A Boulia-based clergyman of the Australian Inland Mission named Cliff Lanham lobbied the Queensland government to have Ettie and her children relocated to an urban environment.

He drove the children to Brisbane where they fought to remain as a family unit.

"They tried to separate us," Olive said.

"They wanted to put us in different homes and Mum wouldn't allow it.

"We all wanted to stay together and she kept us all together.

"She got a little bit of help from the government but she kept us all together on her own."

A tight-knit family

Isabella said it was a special experience to follow her mother's trail with her sisters to the place where she was born.

"The memories of what her life would have been like … she was a very brave person," Isabella said.

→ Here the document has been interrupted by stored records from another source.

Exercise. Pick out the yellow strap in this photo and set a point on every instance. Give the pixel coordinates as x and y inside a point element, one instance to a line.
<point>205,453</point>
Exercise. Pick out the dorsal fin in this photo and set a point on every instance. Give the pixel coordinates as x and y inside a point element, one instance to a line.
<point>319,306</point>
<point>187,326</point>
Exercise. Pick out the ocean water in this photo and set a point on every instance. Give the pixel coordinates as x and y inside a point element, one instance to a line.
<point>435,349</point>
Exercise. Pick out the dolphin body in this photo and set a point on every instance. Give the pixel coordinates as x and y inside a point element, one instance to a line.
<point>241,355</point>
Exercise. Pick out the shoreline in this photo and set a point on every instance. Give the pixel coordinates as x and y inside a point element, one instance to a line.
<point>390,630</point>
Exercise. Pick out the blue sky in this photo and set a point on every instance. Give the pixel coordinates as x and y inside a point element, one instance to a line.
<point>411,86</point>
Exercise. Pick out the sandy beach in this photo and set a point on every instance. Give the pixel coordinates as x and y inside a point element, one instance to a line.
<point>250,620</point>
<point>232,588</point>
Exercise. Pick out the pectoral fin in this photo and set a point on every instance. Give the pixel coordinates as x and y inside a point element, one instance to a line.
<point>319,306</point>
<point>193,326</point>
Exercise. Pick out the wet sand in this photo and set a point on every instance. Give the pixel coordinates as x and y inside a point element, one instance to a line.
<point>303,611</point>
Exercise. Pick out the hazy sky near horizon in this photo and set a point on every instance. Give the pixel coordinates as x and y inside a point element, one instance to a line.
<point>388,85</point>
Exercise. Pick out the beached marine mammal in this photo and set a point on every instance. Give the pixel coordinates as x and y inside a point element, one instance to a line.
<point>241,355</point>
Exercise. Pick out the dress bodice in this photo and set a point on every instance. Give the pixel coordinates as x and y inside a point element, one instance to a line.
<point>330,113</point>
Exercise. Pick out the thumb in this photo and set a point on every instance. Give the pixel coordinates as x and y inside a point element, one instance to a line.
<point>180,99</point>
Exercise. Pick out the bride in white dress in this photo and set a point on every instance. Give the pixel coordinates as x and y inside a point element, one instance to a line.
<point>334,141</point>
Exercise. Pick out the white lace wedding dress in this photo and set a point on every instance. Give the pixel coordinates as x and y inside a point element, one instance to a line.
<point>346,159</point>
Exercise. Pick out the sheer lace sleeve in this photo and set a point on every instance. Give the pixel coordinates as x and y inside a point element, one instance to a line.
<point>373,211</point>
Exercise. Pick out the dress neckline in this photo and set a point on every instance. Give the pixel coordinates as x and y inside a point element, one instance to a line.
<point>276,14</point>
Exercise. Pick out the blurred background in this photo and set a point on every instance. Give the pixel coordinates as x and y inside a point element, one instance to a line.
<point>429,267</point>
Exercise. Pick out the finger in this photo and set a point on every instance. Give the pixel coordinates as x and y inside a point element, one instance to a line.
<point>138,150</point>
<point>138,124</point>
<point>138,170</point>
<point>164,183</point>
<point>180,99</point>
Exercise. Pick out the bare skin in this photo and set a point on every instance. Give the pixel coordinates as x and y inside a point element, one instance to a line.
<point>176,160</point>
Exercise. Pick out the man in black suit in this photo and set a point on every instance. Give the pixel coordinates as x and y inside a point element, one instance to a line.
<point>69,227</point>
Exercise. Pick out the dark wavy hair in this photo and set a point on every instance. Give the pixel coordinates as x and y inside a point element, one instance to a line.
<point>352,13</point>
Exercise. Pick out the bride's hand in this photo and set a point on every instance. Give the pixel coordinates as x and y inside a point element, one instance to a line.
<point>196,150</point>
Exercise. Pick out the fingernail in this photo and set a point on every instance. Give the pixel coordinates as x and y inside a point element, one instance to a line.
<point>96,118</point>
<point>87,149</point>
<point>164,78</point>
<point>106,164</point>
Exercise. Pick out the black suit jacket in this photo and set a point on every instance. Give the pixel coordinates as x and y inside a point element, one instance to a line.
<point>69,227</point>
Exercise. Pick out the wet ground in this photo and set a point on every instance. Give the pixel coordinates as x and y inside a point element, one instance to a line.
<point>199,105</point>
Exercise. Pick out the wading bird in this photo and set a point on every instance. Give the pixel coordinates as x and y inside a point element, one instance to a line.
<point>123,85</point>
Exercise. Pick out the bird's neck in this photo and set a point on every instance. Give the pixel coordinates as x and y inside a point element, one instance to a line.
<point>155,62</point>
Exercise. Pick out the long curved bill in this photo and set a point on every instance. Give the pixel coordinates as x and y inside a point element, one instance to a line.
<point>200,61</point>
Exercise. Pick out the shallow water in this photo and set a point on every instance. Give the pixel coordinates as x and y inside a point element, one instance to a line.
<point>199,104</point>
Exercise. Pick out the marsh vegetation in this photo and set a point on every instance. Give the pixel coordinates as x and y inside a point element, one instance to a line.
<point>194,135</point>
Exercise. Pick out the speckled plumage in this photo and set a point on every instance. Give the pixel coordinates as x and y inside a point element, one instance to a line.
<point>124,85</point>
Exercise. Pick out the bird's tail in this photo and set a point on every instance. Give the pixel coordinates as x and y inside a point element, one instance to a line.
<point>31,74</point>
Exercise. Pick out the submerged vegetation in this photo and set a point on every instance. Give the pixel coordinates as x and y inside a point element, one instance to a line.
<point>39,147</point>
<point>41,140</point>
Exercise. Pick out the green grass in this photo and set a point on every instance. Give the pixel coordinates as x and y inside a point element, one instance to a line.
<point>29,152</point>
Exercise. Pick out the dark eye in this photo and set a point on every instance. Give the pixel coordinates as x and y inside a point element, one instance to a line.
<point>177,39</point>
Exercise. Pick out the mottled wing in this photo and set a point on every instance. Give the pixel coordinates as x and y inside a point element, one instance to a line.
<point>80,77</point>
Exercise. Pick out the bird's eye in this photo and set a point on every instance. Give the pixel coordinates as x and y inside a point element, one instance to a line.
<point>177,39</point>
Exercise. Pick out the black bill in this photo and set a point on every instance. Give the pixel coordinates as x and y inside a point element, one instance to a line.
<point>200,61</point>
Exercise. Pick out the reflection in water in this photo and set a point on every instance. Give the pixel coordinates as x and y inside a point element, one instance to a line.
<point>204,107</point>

Ettie lived in the coastal Brisbane suburb of Wynnum until she passed away in 1998.

The sisters said that caring for others was a lesson from their mother that they continued to live by.

"There was a lady who had trouble and Mum took her in and had her six kids living in her house along with all of us," Isabella said.

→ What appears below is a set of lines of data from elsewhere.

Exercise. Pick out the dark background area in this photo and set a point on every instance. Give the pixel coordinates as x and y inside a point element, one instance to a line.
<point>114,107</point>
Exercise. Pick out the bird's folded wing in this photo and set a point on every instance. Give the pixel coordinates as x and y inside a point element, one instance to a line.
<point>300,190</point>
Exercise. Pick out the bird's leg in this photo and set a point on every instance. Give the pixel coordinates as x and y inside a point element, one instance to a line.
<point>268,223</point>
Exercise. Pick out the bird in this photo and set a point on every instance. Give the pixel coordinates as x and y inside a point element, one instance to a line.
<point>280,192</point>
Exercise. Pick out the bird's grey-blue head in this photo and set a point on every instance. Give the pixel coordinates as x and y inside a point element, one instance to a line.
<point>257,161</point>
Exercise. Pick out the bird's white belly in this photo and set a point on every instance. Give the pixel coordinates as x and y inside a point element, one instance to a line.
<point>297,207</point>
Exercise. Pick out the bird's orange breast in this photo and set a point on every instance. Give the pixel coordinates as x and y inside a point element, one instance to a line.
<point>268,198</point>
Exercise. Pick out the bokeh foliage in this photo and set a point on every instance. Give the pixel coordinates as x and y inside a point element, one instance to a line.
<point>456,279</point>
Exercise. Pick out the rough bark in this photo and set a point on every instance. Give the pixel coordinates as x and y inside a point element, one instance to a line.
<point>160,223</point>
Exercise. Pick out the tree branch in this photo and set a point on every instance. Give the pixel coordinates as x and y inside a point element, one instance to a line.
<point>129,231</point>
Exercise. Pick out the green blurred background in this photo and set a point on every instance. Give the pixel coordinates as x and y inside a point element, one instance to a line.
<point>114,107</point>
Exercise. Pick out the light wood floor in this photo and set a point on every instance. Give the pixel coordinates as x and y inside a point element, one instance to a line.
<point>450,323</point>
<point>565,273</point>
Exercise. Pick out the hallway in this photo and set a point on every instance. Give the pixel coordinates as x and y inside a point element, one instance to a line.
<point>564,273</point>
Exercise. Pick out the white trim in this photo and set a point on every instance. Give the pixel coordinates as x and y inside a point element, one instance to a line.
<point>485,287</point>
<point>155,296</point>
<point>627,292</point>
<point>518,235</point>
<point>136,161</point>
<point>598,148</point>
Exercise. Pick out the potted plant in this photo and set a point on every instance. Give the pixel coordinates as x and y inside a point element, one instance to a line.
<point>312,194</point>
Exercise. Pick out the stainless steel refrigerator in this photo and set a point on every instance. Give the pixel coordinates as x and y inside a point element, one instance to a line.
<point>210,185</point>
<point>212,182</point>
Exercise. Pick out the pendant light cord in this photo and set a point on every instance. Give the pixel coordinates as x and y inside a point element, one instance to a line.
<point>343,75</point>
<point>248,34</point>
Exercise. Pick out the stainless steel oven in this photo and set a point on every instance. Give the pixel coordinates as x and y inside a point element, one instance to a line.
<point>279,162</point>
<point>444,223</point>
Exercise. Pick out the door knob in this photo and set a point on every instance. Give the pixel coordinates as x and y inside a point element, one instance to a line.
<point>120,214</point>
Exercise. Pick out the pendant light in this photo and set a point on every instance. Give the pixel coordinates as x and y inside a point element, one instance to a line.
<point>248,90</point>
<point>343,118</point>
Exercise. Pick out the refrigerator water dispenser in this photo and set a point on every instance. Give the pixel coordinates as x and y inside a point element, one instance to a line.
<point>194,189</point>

"That'd be a dozen different kids, all together.

"That's how Mum was. She'd take anybody in."

After nearly nine decades since they were first taken from the banks of Cooper's Creek, Ettie's remaining four children show no sign of growing apart.

"We've lost a sister and a brother but we all stayed together," Olive said.

"We argue a lot but we all have fun together, we have a great time."

On returning to Innamincka during a wet season, the sisters were in agreement: "As a holiday, it's been wonderful, except for the bloody flies".